Make the base. Cook your rice or quinoa according to package directions. Fluff and keep warm.
For extra flavor, add a pinch of salt and a squeeze of lime at the end.
Prep the sauce. In a small bowl, whisk soy sauce, honey, sriracha, rice vinegar, garlic, ginger, and red pepper flakes (if using). Taste and adjust heat or sweetness. Set aside.
Season the chicken. Pat the chicken dry.
Season lightly with salt and pepper. Dry chicken browns better and stays juicy.
Sear the chicken. Heat oil in a large skillet over medium-high. Add chicken in a single layer and cook 4–6 minutes, stirring once or twice, until browned and just cooked through.

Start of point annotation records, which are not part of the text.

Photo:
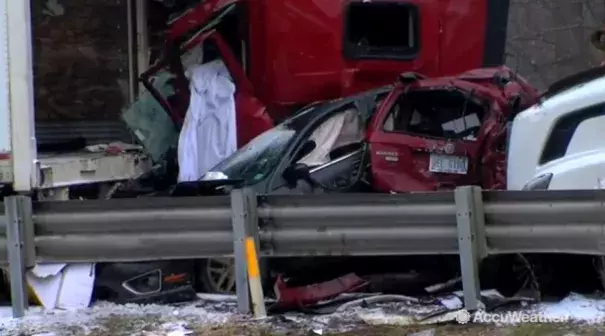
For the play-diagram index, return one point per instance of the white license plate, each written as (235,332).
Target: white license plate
(448,164)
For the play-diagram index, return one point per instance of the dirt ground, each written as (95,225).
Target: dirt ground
(448,330)
(127,327)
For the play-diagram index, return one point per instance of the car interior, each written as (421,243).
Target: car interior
(333,151)
(437,114)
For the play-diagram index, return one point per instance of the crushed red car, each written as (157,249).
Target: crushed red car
(419,134)
(439,133)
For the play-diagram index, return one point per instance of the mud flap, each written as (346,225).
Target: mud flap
(146,282)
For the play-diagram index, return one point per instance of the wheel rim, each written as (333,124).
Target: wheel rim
(221,275)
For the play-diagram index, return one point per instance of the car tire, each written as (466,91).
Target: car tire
(217,275)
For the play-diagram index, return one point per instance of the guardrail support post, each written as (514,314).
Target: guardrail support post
(20,248)
(470,219)
(246,250)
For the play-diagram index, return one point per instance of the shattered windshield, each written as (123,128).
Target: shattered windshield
(257,159)
(253,162)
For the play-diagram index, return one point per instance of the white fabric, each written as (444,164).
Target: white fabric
(209,131)
(339,130)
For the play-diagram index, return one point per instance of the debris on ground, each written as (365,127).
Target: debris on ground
(214,314)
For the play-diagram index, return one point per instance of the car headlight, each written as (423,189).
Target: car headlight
(539,183)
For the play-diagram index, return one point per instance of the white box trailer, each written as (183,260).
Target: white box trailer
(20,164)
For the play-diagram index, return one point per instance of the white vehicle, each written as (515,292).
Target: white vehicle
(559,143)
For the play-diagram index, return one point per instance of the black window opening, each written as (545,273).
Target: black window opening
(445,114)
(381,30)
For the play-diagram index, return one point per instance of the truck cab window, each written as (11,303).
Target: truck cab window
(437,114)
(381,30)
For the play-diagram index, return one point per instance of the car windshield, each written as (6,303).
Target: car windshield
(253,162)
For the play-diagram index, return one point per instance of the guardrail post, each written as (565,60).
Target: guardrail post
(246,250)
(20,248)
(470,219)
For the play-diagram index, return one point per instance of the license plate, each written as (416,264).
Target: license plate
(448,164)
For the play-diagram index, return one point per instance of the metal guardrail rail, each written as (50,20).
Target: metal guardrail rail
(468,222)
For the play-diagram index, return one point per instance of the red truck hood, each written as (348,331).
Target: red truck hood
(196,17)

Add the sauce. Reduce heat to medium.
Pour the sauce into the skillet and toss to coat. Simmer 1–2 minutes until it starts to thicken. If you want it thicker, stir in the cornstarch slurry and simmer another minute until glossy.
Prep the veggies. While the chicken cooks, slice the cucumbers and bell peppers, shred the cabbage, and steam or roast the broccoli.
Keep veggies crisp for contrast.
Assemble the bowls. Add a scoop of rice or quinoa to each bowl. Top with honey sriracha chicken and spoon over extra sauce. Add cabbage, cucumber, bell pepper, and broccoli around the sides.
Finish with toppings. Sprinkle with green onions, cilantro, and sesame seeds or peanuts.
Serve with lime wedges for a fresh squeeze on top.